Differentiated Literacy Experiences Provide Success and Challenge
All children can successfully engage in shared reading experiences using familiar read and sing books and language charts. More mature readers can be challenged to read the entire book or chart without the help of the melody, using expression and fluent phrasing. Emergent readers learn to track the words while they sing. They highlight and practice reading high-frequency words. Explicit phonics instruction meets differentiated needs: some children need practice with beginning sounds, and all children benefit from focusing on one or two word families. When children discuss, dramatize, or use American Sign Language to further internalize the song lyrics, comprehension and vocabulary is enhanced. Marie Clay’s research reminds us that children come to reading from many paths. A typical kindergarten classroom embraces children who are just beginning to hear and understand the sounds of English and others who are already eager readers and writers. All children need to perceive themselves as ones who are able to read. Learning to read must be emotionally connected with pleasure and success as the brain anchors new skills to something that is already known. If children are immersed in the language of songs and rhymes early on during their home and school literary lives, they will have the vital scaffolding of English grammar structures to hold them up as they embark on their journey as readers. Once they are “hooked” on language, we can use these memory hooks to systematically teach and reinforce the sevenessential reading skills and habits of mind: phonemic awareness, phonics, comprehension, vocabulary, fluency, the belief that “I can read!”, and the motivation to build stamina and independence as a reader.

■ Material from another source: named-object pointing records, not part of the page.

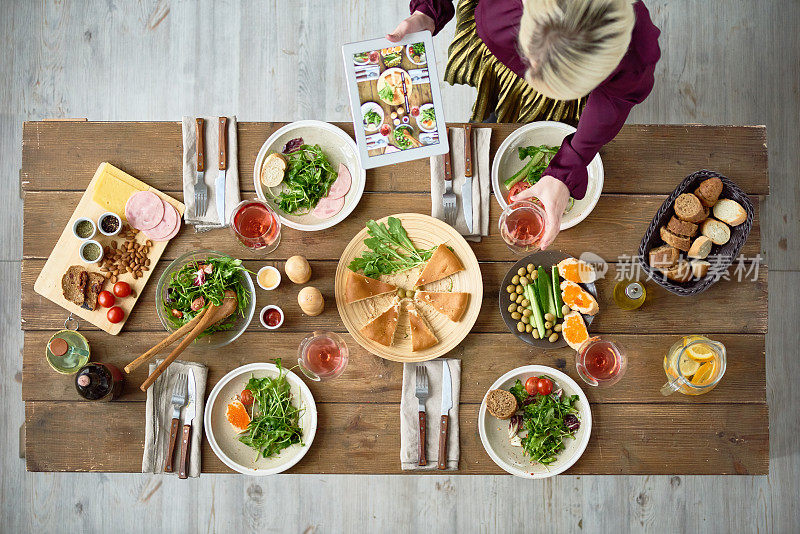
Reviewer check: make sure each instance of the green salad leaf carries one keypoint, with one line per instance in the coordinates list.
(275, 423)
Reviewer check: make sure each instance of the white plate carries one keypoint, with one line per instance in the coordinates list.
(494, 431)
(337, 146)
(225, 441)
(506, 163)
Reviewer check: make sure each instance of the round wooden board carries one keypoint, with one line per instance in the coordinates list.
(425, 232)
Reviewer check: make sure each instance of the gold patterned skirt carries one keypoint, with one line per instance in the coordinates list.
(500, 90)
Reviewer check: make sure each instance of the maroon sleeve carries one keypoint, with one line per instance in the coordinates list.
(441, 11)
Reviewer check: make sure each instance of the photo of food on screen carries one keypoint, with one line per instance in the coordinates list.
(396, 100)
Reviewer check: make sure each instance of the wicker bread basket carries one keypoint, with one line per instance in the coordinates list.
(725, 254)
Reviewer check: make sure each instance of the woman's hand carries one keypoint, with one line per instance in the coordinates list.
(417, 22)
(554, 196)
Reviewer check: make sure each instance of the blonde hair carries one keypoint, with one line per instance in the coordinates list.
(571, 46)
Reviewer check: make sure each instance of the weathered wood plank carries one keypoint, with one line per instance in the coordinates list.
(363, 438)
(615, 228)
(663, 312)
(370, 379)
(642, 158)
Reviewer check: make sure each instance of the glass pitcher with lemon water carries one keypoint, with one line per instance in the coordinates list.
(694, 365)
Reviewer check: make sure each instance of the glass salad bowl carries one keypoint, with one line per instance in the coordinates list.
(214, 340)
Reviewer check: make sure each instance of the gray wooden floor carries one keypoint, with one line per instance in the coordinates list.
(731, 62)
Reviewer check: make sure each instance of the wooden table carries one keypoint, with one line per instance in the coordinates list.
(635, 430)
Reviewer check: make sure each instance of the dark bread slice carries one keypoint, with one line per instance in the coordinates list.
(501, 403)
(664, 257)
(74, 283)
(689, 208)
(682, 228)
(93, 288)
(709, 191)
(677, 241)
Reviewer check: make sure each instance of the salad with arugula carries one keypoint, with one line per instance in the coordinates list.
(308, 178)
(275, 421)
(390, 250)
(545, 418)
(200, 283)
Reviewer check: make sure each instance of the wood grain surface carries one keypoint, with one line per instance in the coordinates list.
(728, 427)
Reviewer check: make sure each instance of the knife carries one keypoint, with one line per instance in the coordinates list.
(188, 418)
(447, 403)
(223, 169)
(466, 189)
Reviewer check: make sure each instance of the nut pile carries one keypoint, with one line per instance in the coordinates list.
(128, 257)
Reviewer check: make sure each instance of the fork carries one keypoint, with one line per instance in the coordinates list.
(200, 187)
(422, 394)
(180, 395)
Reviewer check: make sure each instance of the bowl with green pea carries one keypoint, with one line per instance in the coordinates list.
(538, 322)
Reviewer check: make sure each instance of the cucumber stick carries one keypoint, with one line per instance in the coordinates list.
(536, 308)
(557, 292)
(545, 287)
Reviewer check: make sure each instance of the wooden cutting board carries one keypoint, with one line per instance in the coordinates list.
(425, 232)
(65, 254)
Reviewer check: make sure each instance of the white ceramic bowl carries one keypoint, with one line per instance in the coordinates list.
(225, 441)
(506, 163)
(337, 146)
(494, 432)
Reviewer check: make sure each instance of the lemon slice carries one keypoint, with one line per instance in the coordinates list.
(688, 366)
(701, 352)
(705, 374)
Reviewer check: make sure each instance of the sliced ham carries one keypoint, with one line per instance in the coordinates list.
(162, 230)
(342, 184)
(144, 210)
(328, 207)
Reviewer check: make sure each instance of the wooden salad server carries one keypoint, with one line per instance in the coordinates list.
(213, 315)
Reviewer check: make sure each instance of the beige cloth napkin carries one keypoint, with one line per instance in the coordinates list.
(159, 418)
(409, 415)
(210, 220)
(480, 181)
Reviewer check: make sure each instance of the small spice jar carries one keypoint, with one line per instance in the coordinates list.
(109, 223)
(91, 251)
(83, 228)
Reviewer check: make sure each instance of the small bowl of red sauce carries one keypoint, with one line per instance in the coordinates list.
(271, 317)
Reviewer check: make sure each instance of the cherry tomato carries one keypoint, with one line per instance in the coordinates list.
(530, 385)
(544, 386)
(516, 189)
(105, 299)
(122, 289)
(115, 314)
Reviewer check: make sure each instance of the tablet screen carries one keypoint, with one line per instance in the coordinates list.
(396, 109)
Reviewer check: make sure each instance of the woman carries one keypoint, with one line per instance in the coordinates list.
(566, 60)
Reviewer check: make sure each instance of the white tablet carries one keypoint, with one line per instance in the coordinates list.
(395, 99)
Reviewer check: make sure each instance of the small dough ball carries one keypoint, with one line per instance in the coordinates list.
(311, 301)
(297, 269)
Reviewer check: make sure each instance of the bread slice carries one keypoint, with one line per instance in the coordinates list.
(664, 257)
(452, 304)
(699, 268)
(681, 228)
(442, 264)
(701, 247)
(709, 191)
(501, 403)
(677, 241)
(273, 169)
(689, 208)
(74, 283)
(717, 231)
(680, 272)
(381, 329)
(359, 287)
(730, 212)
(93, 288)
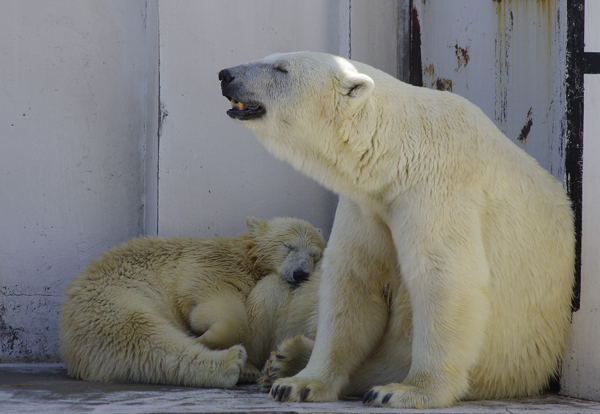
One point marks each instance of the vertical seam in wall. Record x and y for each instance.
(574, 129)
(161, 115)
(350, 29)
(144, 145)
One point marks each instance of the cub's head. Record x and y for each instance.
(289, 246)
(295, 100)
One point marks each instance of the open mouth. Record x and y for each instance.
(245, 111)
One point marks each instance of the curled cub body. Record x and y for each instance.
(173, 310)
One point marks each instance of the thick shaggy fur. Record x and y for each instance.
(450, 264)
(173, 310)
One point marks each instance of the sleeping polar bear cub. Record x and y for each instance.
(449, 270)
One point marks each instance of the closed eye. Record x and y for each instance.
(281, 67)
(289, 246)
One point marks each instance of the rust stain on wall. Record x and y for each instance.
(442, 84)
(526, 128)
(462, 56)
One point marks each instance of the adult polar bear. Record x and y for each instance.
(438, 210)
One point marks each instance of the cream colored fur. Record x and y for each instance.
(173, 310)
(472, 239)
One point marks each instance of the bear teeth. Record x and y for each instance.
(237, 105)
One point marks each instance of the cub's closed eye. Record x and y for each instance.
(289, 246)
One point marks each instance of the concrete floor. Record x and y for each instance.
(46, 388)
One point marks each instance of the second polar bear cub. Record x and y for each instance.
(449, 270)
(173, 310)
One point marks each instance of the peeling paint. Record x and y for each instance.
(416, 72)
(442, 84)
(462, 56)
(526, 128)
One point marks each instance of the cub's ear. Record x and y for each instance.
(256, 225)
(357, 87)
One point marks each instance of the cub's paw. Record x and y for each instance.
(290, 358)
(233, 364)
(299, 389)
(404, 396)
(250, 375)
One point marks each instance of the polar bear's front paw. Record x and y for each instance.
(404, 396)
(250, 375)
(289, 359)
(299, 389)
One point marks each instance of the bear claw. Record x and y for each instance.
(370, 396)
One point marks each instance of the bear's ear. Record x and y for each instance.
(256, 225)
(357, 87)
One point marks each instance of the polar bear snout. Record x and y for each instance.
(225, 77)
(242, 107)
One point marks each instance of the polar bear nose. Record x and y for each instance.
(225, 76)
(300, 276)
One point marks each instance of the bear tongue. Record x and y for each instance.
(237, 105)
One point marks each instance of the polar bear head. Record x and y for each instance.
(291, 246)
(302, 107)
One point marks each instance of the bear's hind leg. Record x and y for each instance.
(221, 322)
(157, 351)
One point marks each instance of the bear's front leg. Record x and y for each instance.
(353, 310)
(447, 276)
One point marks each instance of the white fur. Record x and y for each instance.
(173, 310)
(437, 205)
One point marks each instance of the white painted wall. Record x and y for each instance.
(79, 112)
(581, 371)
(72, 110)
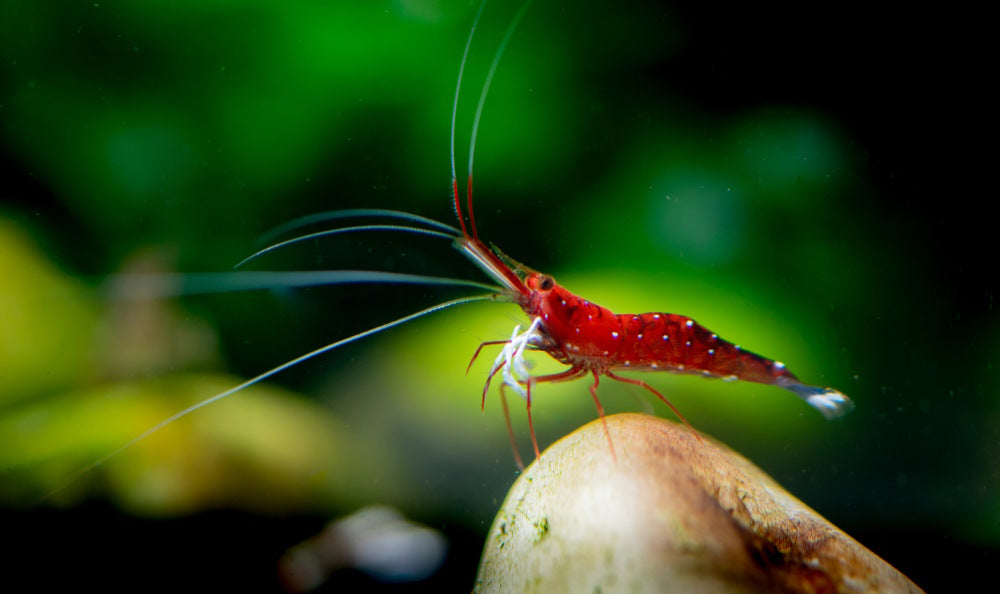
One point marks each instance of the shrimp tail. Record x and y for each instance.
(831, 403)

A Child’s Experience in Learning to Read Influences Their Whole Self-Concept
Bruno Bettleheim’s research shows that how a child perceives herself in the act of learning to read generalizes to her whole self-concept. While we are developing language and literacy skills, we must also nurture belief systems that allow young children to see themselves as successful readers and to develop the disposition of ones who love reading right from the start. Giving children quality “books that sing and rhyme” as a part of a multisensory and comprehensive early literacy program builds success and confidence for children at all levels on the reading continuum. Connecting singing and reading is respectful of children’s diverse learning styles and honors their social-emotional needs. It simultaneously accelerates language development and reading fluency by taking advantage of how the young child’s brain learns best.